Courtney Patton makes music for grown ups. Her music is big, boisterous and loud at times, while being quiet, introspective and sensitive at other times. Her songs run the full gamut of emotions. She makes music from her worldview and speaks from her heart.  It is much like the best country music used to be back in the day.  Artists such as KT Oslin, Emmylou Harris, Roseanne Cash, Kathy Mattea, Suzy Boggus and Mary Chapin Carpenter used to make this kind of music.  Music that was real. Songs that spoke of triumphs, trials and all the slices of life.  Somewhere along the way that went out of fashion in the mainstream in favor of trap beats and never ending backroad parties.


Luckily, Courtney is part of a vibrant independent music scene that celebrates this type of music and nobody currently does it better.  Her 2022 album Electrostatic was my personal most played of the year and ranked high atop the collective Galleywinter list of best albums of that year. Many of the words I wrote three years ago still apply to Courtney Patton and her latest release, Carry You With Me.  It’s another collection of emotion.  Written partly in the isolation of Joshua Tree and some shifting tides in her personal life, CP leans into the curves life has thrown at her and created another masterpiece. 


Produced by Gordy Quist and Trevor Nealon from the Band of Heathens, played by an assemblage of A-list Texas studio cats and written by Courtney Patton, these songs yank your heart and then make your brain pay attention.  The vibe is chill, the music calm (minus the sirens on “What Is Done Will Be Repeated”).  The words roll out from Patton’s impeccably smooth and peerless voice.  There are gospel tinged overtones and jazzy standard feelings and this is the palette where Courtney Patton shines the most.

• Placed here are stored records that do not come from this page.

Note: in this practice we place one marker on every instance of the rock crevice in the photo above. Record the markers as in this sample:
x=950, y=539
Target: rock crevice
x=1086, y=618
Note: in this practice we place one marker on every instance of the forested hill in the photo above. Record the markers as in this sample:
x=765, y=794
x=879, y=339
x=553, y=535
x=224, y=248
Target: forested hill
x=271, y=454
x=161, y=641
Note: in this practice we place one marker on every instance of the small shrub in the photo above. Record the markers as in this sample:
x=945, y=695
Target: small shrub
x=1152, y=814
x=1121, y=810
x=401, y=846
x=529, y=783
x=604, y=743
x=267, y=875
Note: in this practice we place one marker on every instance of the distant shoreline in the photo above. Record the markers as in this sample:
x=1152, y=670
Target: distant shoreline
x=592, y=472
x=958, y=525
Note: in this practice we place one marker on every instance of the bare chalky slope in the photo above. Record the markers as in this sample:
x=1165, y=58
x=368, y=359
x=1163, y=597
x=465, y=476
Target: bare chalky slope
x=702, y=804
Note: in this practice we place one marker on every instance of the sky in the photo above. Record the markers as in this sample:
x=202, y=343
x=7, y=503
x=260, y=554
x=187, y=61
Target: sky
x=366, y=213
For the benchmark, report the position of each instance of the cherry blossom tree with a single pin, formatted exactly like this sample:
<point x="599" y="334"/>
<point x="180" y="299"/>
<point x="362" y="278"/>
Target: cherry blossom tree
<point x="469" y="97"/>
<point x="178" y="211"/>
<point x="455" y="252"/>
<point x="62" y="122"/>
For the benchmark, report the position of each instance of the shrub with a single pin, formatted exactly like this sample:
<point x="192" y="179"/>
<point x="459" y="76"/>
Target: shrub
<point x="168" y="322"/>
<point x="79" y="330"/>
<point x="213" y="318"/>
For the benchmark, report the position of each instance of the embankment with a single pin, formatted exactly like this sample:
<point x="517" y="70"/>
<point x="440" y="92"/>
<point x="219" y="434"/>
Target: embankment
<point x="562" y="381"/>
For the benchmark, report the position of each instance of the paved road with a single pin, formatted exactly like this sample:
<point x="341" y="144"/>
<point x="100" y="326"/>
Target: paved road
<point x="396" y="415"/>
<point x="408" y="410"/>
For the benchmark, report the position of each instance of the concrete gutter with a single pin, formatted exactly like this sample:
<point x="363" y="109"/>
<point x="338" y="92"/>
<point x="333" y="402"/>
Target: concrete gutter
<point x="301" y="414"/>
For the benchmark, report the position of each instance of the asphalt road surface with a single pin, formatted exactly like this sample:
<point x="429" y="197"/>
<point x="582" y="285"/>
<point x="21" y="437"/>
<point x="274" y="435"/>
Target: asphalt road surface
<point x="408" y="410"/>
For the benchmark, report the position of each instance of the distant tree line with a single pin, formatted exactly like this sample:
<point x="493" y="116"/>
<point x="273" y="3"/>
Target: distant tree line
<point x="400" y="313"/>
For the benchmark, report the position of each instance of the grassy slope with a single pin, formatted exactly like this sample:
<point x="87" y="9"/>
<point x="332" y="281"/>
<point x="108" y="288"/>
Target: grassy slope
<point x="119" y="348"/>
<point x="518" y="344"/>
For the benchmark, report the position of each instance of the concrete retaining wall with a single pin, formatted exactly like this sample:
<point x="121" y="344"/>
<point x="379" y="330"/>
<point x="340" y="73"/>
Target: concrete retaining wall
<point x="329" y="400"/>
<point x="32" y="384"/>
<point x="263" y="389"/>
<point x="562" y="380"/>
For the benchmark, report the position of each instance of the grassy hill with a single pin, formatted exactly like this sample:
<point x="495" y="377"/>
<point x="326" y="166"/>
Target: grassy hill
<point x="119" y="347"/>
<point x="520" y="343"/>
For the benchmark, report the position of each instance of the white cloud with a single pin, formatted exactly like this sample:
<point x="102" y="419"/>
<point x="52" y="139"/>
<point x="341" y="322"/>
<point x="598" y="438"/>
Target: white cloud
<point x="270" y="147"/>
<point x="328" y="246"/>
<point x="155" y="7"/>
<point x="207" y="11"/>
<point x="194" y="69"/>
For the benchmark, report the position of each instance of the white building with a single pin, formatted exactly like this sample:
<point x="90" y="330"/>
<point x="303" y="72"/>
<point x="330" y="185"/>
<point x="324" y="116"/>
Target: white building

“Creature Comforts” could have just as easily come out 60 years ago as it did last week.  Saxophones mingle with steel guitar as Patton croons.  It’s a party for your ears.


“Spend my days pretending that I’m busy enough to never feel how far you’ve gone…” and “baby I was meant to be alone…and you can’t love me when I can’t remember how to smile.” is as vulnerable as it gets.  You’ll hear that turn of phrase and other similarly raw word strings on that powerhouse “Can’t Remember How to Smile”.


Much like the title track “Electrostatic” was the standout among standouts on the last album, Courtney Patton lays all her cards on the table with the bare souled title track “Carry You With Me”. It is a song about loss and moving on.  You take the lessons learned and let it inform your path forward.  Is it a death?  A divorce?  A breakup? It’s all of it.  This song hits everyone in the heart who has ever had a shared experience with someone and that experience comes to an end. You both keep living, but the imprints that relationship placed on your soul never leave.  Even when you end up down in the dust. 


Courtney Patton is opening up her heart and soul with each line and inviting you in to take a look around.  She’s not worried about what you think.  She’s comfortable letting whatever emotion is necessary wash over her, process it and then sing about it.  She feels like we all do, but she has a most exquisite way of turning pain, joy, loss and love into song. While this album doesn’t personally knock me down in the way Electrostatic did a a complete project, it is a companion piece of sorts.  Not necessarily a sequel, but from the same neighborhood.  It is most definitely worth your time.  Stream it. Buy it.  Go see her sing it live.  As long as Courtney Patton wants to make music, I will be there every step of the way.  It’s an adventure, a lesson and an emotional experience.  I encourage you to take the ride too.